God Wants Us To Know More Than We Currently Know
First, God is omniscient— meaning He knows everything. This all-knowing God made part of His infinite knowledge available to us. He has done this through the process of “revelation.” Divine revelation is the act of God revealing knowledge to us. God has given us both General Revelation and Special Revelation.
General Revelation (the cosmos, science, history, and the human faculties of reflection and conscience) has two main purposes: (1) To provide knowledge that helps people survive and thrive in our earthly lives, and (2) To help us realize that a Supreme Being exists, so we will begin to seek to know the true identity of this God (which is discovered through Special Revelation).
Special Revelation (including the Bible, Jesus Christ, and God’s supernatural activity) provides us with the information we need to know God personally and to cultivate a never-ending relationship with Him. Together, God’s Revelation helps us live lives informed by God’s knowledge, truth, and wisdom.
Acquiring Great Knowledge Isn’t Effort-Free
But there’s a catch… Though God has revealed enormous amounts of information, we do not naturally or automatically possess all of this knowledge. In other words, “revelation” is everything that God has made knowable or discoverable. Some of it we already know, but we’re born with very little innate knowledge. The rest has to be learned.
God helps us discover new knowledge in two ways: Through reflecting on life experiences and by intentionally and deliberately committing ourselves to learning.
Christians, of all people, have a responsibility to learn. The Apostle Paul, in writing to Christians in the city of Ephesus, made this clear. He prayed that God would “give you spiritual wisdom and insight so that you might grow in your knowledge of God” (Eph 1:17, NLT). Not only that, but “God is working in you, giving you the desire and the power to do what pleases Him” (Phil 2:13, NLT). For these reasons, Christians who walk with God have a supernatural desire to obtain information, knowledge, truth, and wisdom— and they are willing to do what it takes to learn them.
Christians Should Study Regularly and Systematically
Since there’s so much we need to know, Christians should be life-long learners.

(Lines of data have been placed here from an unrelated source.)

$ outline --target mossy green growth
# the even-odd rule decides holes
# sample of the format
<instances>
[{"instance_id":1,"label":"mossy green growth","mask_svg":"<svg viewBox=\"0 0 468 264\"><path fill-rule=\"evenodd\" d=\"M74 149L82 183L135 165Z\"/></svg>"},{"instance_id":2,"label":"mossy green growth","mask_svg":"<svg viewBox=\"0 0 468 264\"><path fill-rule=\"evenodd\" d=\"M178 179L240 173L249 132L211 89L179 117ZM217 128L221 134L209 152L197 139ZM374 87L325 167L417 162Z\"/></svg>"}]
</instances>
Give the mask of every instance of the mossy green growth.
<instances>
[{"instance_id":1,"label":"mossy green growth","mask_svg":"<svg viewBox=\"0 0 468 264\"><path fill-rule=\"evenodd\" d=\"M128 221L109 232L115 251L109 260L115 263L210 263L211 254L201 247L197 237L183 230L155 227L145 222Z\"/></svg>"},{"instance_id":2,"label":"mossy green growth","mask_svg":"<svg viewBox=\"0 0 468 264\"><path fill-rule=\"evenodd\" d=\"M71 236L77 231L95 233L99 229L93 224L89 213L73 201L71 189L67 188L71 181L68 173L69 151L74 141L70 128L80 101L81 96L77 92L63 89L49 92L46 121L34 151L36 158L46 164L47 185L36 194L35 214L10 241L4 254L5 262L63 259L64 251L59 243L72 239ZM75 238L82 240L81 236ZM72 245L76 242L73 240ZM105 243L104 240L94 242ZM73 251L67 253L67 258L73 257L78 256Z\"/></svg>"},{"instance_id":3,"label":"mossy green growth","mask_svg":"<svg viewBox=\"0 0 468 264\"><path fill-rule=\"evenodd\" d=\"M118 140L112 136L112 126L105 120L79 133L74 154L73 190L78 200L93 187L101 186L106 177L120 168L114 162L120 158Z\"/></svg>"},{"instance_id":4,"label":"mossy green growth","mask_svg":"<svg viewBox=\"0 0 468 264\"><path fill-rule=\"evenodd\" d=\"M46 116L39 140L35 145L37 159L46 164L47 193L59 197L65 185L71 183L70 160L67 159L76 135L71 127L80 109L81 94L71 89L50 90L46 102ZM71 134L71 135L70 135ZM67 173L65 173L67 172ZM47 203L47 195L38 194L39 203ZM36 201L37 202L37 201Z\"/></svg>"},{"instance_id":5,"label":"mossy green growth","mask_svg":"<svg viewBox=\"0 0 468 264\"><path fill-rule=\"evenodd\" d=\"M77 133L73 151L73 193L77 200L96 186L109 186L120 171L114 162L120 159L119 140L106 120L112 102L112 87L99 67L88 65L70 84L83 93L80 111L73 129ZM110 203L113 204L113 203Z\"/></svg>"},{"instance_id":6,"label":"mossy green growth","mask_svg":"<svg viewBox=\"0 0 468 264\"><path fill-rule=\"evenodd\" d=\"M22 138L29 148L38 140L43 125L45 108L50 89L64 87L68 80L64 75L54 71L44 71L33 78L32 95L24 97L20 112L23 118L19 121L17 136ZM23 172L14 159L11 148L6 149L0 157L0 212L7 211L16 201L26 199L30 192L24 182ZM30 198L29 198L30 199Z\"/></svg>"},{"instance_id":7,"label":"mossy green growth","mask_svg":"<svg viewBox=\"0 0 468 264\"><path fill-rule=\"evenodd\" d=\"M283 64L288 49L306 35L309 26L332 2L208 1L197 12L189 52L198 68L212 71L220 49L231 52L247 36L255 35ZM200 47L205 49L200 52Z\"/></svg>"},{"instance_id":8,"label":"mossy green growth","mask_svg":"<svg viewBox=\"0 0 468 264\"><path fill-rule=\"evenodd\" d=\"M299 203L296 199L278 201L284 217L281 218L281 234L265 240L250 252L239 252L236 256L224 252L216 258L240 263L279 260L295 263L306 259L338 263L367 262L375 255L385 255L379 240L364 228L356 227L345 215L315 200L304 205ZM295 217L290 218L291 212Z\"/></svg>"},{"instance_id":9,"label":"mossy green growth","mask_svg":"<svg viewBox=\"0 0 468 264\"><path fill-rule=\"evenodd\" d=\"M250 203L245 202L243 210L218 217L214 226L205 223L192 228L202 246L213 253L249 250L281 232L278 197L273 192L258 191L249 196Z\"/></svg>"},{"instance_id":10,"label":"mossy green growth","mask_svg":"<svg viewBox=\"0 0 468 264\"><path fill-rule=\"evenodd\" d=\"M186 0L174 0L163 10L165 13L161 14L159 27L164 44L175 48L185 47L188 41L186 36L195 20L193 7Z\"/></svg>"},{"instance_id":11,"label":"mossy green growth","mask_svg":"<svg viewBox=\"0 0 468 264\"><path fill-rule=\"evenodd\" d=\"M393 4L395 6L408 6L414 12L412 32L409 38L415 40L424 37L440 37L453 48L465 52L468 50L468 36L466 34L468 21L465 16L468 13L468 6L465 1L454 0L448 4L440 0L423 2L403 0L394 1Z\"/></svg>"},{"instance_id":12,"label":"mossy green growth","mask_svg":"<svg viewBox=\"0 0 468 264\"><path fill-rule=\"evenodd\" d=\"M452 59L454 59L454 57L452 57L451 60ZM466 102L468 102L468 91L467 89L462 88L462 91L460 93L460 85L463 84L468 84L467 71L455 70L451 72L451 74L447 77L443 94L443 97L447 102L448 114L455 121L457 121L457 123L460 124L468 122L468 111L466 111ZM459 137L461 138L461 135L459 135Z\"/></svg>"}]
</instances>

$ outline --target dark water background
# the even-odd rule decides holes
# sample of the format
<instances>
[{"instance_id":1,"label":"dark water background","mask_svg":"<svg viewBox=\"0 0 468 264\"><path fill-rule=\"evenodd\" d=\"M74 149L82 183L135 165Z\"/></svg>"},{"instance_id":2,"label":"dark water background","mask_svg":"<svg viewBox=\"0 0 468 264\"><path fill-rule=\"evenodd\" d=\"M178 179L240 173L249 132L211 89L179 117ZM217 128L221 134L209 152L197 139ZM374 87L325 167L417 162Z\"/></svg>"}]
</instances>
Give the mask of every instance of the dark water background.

And because time is limited, we should be discriminating about how we study and what we learn.
One of the best pieces of advice I can give about building a strong Christian mind is this: study regularly and systematically. Don’t just pick and choose books or subjects willy-nilly. Rather, identify important categories of knowledge in which you should be informed, then deliberately, intentionally, regularly, and systematically use solid materials from reliable sources to build your mind and worldview.
No One Said It Better Than Paul
The Apostle Paul said it best: “And the things you have heard me say in the presence of many witnesses entrust to reliable people who will also be qualified to teach others” (2 Timothy 2:2).